Encouraging results have been collected recently for the use of rituximab, anti-IL6 tocilizumab and intravenous immunoglobulin (IVIg) in systemic sclerosis, offering the hope of more options to patients who fail first-line therapy, which Dr. Varga said remains mycophenolate mofetil.

In one of the more recent studies, refractory patients with active diffuse cutaneous systemic sclerosis were treated with IVIg, and the results were similar to those that MMF can produce, researchers found.⁶

But Dr. Varga emphasized that “Phase 3, randomized controlled trial data are needed.”

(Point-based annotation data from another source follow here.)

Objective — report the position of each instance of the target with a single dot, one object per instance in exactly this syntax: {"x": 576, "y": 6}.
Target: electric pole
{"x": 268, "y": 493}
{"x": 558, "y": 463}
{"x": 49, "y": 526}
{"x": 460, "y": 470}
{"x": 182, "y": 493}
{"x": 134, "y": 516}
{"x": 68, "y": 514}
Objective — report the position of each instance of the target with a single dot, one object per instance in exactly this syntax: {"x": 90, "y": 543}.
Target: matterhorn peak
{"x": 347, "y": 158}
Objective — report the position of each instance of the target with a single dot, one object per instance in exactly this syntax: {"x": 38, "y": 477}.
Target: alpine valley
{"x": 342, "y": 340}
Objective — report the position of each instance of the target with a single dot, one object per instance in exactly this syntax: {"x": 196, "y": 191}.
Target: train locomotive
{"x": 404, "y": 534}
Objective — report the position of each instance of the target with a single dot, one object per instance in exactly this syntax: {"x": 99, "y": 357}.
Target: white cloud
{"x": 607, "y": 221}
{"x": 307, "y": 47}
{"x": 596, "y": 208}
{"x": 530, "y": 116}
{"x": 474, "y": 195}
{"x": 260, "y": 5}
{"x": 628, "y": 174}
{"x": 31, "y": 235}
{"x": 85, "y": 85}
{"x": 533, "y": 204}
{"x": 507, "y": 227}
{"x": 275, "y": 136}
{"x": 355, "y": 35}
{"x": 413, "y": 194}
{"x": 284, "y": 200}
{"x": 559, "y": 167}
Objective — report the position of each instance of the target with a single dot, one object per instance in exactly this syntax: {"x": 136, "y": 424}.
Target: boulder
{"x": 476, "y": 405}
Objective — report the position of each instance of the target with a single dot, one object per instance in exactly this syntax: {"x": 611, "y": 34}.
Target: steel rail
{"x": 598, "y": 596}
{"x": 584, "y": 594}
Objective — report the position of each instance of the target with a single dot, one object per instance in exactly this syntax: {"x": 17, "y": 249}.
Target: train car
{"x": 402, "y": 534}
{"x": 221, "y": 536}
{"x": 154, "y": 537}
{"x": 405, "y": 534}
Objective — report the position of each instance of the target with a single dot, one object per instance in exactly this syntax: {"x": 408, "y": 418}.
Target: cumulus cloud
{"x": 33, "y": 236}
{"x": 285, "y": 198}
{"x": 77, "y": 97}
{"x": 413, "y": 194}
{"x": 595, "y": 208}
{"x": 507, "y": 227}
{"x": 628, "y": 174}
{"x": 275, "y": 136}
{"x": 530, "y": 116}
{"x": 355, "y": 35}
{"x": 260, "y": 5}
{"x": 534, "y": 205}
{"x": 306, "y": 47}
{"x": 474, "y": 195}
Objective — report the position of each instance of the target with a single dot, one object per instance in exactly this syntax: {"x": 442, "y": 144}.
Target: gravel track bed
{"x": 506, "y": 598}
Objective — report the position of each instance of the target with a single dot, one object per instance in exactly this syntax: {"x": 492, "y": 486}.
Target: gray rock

Thomas R. Collins is a freelance medical writer based in Florida.

References

1. Mahr A, Batteux F, Duval X, et al. Brief report: Prevalence of antineutrophil cytoplasmic antibodies in infective endocarditis. Arthritis Rheumatol. 2014 Jun;66(6):1672–1677.
2. Boils CL, Nasr SH, Walker PD, et al. Update on endocarditis-associated glomerulonephritis. Kidney Int. 2015 Jun;87(6):1241–1249. doi: 10.1038/ki.2014.424. Epub 2015 Jan 21.
3. Jayne D. Successful steroid replacement in ANCA-associated vasculitis with C5a receptor inhibitor CCX168 in phase 2 randomized trial (CLEAR) Abstract No. MO039). 53rd European Renal Association—European Dialysis and Transplant Association (ERA-EDTA) Congress. Vienna, Austria. 2016 May 23.
4. Oldham JM, Ma SF, Martinez FJ, et al. TOLLIP, MUC5B, and the Response to N-Acetylcysteine among Individuals with Idiopathic Pulmonary Fibrosis. Am J Respir Crit Care Med. 2015 Dec 15;192(12):1475–1482.
5. Gao L, Emond MJ, Louie T, et al. Identification of rare variants in ATP8B4 as a risk factor for systemic sclerosis by whole-exome sequencing. Arthritis Rheumatol. 2016 Jan;68(1):191–200.
6. Poelman CL, Hummers LK, Wigley FM, et al. Intravenous immunoglobulin may be an effective therapy for refractory, active diffuse cutaneous systemic sclerosis. J Rheumatol. 2015 Feb;42(2):236–242.